Ce styliste génial semble chercher dans l’écoute des productions qu’il commente l’émotion initiale du concert des Rolling Stones auquel il assistait, jeunot, en 1964. Gare donc si la musique qui croise ses oreilles n’approche pas l’excellence figée par ses souvenirs. Ainsi la chronique de Kick Out The Jams du MC5 dans laquelle Bangs déplore d’avoir dépensé autant d’argent pour se procurer " ce machin ridicule, arrogant et prétentieux ", véritable " bouzin énergie-totale recouvrant ces étendues de clichés et de boucan hideux, juste bons pour le dépôt de ferraille ". Savoureux si l’on garde à l’esprit qu’à notre époque la majorité des groupes de rock se réclament de Wayne Kramer et les siens.

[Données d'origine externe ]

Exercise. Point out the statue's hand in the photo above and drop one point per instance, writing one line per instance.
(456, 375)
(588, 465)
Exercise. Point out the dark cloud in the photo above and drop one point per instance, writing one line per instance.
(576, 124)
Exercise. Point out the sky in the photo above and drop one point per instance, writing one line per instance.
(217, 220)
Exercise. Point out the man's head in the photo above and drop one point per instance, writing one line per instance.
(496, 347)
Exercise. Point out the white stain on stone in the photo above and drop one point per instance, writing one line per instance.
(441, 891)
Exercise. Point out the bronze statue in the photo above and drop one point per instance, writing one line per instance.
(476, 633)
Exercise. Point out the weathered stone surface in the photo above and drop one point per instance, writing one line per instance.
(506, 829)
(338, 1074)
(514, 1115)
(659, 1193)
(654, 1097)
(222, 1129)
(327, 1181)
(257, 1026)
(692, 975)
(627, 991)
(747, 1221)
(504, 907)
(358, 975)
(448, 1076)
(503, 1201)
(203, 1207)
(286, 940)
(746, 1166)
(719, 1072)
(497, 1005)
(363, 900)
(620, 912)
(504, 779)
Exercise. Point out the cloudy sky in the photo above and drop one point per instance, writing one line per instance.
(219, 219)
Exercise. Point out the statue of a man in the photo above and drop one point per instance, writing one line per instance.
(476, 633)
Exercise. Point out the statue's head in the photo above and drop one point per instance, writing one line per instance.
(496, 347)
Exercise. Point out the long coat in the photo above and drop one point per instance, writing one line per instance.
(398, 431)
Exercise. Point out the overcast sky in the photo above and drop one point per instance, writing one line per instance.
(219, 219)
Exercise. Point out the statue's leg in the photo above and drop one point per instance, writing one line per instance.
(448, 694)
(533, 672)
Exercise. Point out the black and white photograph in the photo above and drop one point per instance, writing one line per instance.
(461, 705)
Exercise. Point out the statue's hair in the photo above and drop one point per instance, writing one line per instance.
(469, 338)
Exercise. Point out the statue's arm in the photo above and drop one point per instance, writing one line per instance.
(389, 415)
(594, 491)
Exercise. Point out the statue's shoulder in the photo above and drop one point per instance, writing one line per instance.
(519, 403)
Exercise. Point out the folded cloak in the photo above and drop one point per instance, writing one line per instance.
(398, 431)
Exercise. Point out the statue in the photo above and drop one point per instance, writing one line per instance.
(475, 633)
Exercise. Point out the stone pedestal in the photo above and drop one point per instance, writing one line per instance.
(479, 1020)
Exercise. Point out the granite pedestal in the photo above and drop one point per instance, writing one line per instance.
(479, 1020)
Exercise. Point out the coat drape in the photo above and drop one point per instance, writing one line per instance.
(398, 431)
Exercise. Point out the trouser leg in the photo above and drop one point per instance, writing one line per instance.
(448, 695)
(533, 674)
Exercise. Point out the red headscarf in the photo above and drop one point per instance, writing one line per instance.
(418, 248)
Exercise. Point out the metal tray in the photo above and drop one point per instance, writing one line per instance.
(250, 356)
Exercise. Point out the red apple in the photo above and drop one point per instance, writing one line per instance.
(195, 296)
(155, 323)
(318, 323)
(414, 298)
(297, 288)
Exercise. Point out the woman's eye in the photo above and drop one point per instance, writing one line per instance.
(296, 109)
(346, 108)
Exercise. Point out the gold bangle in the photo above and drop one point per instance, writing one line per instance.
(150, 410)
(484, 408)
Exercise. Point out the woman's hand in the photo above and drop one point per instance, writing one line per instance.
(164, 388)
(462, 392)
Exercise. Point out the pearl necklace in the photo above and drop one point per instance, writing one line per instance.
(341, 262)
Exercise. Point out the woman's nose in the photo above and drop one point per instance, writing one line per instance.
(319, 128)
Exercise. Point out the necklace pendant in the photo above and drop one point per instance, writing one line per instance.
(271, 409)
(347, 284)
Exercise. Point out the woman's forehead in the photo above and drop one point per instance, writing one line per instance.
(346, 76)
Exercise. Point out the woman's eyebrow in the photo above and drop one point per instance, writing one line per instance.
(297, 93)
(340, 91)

Autre moment savoureux -pour moi, à tout le moins- le passage où le rock-critic s’en prend à Dylan dans un article intitulé ironiquement "Dylan badine avec le Mafia Chic : c’est pas un délinquant, juste un incompris ". Je connais peu Dylan mais cette méconnaissance n’empêche en rien de saisir la raison du courroux de Bangs. Celui-ci s’attarde sur un titre de Desire, " Joey " -selon lui une " ballade pesante et bâclée de onze minutes ". Ce titre de Dylan consacre " Crazy Joey " Gallo, gangster assassiné en 1972 à Little Italy lors d’un épisode de la guerre des gangs, comme martyr populaire. Durant plusieurs pages, Bangs démonte la pensée de Dylan quand elle s’exerce de manière manichéenne sur le terrain du crime. Schématiquement, il lui reproche de travestir la réalité meurtrière de la guerre des gangs pour nourrir ses chansons et de se tromper de cause à défendre. Un passage exceptionnel où Bangs paraît abandonner un temps sa mauvaise foi pour faire œuvre de fin sociologue/historien.

Car Fêtes Sanglantes ne se résume pas à un tire aux pigeons, à un jeu de massacre orchestré avec férocité et cynisme. Non seulement Bangs y dit son amour pour les artistes qui comptent (voir la chronique de Horses de Patti Smith) mais il y dit surtout -avec beaucoup d’acuité- tristesse et désillusions nées de l’observation d’un monde en déliquescence. Evoquant Jello Biafra des Dead Kennedys, il écrit en 1981 : " Tu hais réellement la vie américaine actuelle, Jerry Brown et Ronald Reagan. Moi aussi". On donnerait cher pour lire son analyse vingt-ans plus tard. Un désir inassouvi. Restent Psychotic Reactions et maintenant Fêtes Sanglantes, deux sommes indispensables.